Retail experts don’t see the shift easing anytime soon.

“We’re probably in the fourth or fifth inning” in the industry’s shakeout, said Ronald Friedman, co-head of the retail practice at Marcum, an accounting and advisory firm.

“Everyone is looking at their business model and saying, ‘We need to change and we need to get rid of the bad stores and focus on the stores that are good so we can make some money,’ ” Friedman said.

The change has upended the retail industry, with conventional retailers such as Macy’s Inc., Sears Holding Corp. and J.C. Penney Co. — all familiar anchors of shopping malls nationwide — also closing stores.

Other chains such as Payless ShoeSource Inc. have closed locations because, like Gymboree, they’ve entered bankruptcy reorganization.

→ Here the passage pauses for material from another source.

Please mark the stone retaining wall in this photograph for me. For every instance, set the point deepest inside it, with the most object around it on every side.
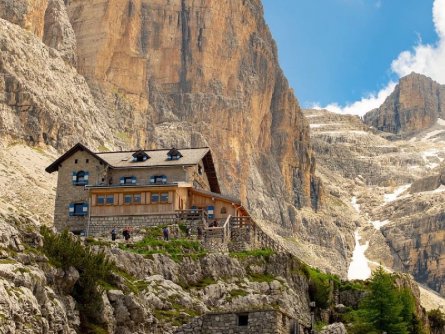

Still others, such as sporting goods chain Sport Chalet, went out of business.

Investment firm Credit Suisse recently estimated that between 20 percent and 25 percent of the nation’s malls would close in the next five years as e-commerce pulls more shoppers away from conventional outlets.

Apparel sales in particular are expected to account for 35 percent of all e-commerce by 2030, double their 17 percent share today, the Credit Suisse report said.

The wave of store closures is likely to continue for at least another year, said Pam Danziger, president of consulting firm Unity Marketing. “People often do not need to go to the store anymore to buy things,” Danziger said. “Time really is a luxury and people are recognizing that today when it comes to shopping.”

Mall and store operators “are starting to wake up to the fact that they’ve got to change” with the shift in how consumers view shopping, especially when it comes to millennials age 18 to 34, Friedman said. “Millennials, and the way they want to shop, are dictating the marketplace today,” he said.